Viewpoints:

How To Deal With Hate

By T.B.; Friday, March 19, 1999

As said over and over, the claim Eritrea has against Ethiopia is more than a border. Many can give different reasons for the conflict. To me, the true main reason beside identity crises is the Eritrean hate obsession against Ethiopia. Many of us know this fact throughout our life time. The recent Eritrean officials statement also tends to prove this hate agenda rather than border conflict.

On his recent televised interview, Eritrean President was talking about his military lose at Badame region. The President claimed that Ethiopians should not deserve to celebrate victory since they gained the area with thousands of human loses. Well, the whole Ethiopian/Eritrean issue is supposed to be a border issue. That was supposed to be the reason for each spending a million dollar a day and also putting hundreds of thousands of lives at risk. If that is the case, then both countries should be willing to pay a heavy price to control those disputed areas. Ethiopia won the war and re-claims Badame. I think that should give us a clear reason to celebrate our victory despite the price we pay.
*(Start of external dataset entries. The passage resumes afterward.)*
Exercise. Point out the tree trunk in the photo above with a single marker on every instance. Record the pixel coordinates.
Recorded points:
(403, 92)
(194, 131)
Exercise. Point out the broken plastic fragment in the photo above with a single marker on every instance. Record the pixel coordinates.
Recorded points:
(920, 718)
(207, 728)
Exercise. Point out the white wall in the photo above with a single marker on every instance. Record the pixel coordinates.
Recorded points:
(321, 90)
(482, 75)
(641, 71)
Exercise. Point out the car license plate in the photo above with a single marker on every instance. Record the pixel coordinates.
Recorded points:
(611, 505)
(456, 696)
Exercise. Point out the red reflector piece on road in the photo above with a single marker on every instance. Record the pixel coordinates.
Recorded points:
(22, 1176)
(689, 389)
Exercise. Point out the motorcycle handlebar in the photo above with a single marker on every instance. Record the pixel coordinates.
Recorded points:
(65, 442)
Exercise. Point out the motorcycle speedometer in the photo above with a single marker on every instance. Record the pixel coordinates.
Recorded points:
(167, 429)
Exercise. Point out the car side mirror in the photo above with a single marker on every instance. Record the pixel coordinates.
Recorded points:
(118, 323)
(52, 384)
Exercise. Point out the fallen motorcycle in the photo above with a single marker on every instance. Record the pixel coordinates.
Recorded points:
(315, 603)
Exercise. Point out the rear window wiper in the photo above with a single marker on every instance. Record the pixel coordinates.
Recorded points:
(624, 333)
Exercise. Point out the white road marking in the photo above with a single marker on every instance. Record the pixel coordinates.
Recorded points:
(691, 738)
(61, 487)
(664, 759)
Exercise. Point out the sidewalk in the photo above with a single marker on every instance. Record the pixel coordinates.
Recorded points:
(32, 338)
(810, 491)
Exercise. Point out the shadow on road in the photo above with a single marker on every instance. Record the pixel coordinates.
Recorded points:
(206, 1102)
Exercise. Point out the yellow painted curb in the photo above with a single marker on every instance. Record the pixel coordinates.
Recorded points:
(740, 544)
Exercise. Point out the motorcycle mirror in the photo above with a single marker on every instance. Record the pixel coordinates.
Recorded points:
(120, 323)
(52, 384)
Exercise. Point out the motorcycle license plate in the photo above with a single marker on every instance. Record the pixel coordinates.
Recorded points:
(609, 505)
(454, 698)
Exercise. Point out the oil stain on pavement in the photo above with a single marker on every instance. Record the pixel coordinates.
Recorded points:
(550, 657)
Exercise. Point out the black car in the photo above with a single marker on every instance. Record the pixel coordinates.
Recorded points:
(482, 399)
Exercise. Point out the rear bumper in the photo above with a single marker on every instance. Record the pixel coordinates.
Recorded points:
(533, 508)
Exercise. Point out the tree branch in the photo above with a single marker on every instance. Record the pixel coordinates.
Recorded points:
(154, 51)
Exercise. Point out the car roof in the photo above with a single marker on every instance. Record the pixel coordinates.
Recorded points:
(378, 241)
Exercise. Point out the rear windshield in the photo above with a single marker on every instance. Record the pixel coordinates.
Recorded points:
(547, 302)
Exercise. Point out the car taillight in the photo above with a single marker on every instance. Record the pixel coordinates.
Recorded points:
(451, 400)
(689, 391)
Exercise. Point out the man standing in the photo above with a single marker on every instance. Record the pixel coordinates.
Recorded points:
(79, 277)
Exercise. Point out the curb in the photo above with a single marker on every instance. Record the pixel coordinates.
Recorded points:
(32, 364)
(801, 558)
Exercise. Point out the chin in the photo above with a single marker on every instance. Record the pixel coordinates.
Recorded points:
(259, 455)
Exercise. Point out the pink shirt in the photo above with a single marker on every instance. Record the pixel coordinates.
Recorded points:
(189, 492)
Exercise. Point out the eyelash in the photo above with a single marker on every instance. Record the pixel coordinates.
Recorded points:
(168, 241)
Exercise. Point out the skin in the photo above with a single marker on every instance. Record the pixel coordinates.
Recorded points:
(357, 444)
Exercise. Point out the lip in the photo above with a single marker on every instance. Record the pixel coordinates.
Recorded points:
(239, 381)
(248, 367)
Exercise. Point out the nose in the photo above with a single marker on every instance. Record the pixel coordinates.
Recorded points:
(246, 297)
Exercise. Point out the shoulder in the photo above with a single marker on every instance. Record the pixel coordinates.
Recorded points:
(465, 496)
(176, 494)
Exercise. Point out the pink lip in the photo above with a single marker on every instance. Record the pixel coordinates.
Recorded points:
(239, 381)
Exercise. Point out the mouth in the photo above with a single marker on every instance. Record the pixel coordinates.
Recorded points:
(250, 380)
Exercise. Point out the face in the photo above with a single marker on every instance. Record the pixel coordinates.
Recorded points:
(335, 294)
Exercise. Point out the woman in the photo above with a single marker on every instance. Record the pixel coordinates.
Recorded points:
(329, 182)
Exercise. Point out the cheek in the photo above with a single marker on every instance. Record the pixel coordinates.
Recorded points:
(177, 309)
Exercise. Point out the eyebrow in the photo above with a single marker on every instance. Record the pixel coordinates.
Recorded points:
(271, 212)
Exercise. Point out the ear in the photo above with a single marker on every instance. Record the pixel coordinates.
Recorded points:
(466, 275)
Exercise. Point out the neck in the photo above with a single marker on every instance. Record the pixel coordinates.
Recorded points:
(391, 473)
Victory should not be measured by the number of soldiers each country killed. That is only a measure of hate. I heard the Eritrean officials times after times talking and celebrating about the dead Ethiopian soldiers at Badame, instead of Badame itself. Even for the last few days, they are talking about nothing but the number Ethiopian soldiers they killed. They even ran out their way and managed somehow to convince reporters to show the dead bodies of Ethiopian soldiers. BBC and Router have been busy writing pictorial description of the supposed dead Ethiopians. Ethiopia must understand the real Eritrean agenda is to destroy and be destroyed, and should deal with it accordingly.

We should realize Eritreans are well-dug and infesting the front line with mines. The Ethiopian soldier whose main interest to reclaim his land is in much greater disadvantage. The Eritreans indirectly admitted that they are not too interested on piece of land but to inflict as much causality as possible and retreat. We must adapt other tactics rather than trying to fight directly with the enemy to his advantage. I am confident our military experts and intellectuals have many strategies to use. We should not expect quick victory with a very heavy human loses. We should plan for the long and bitter war.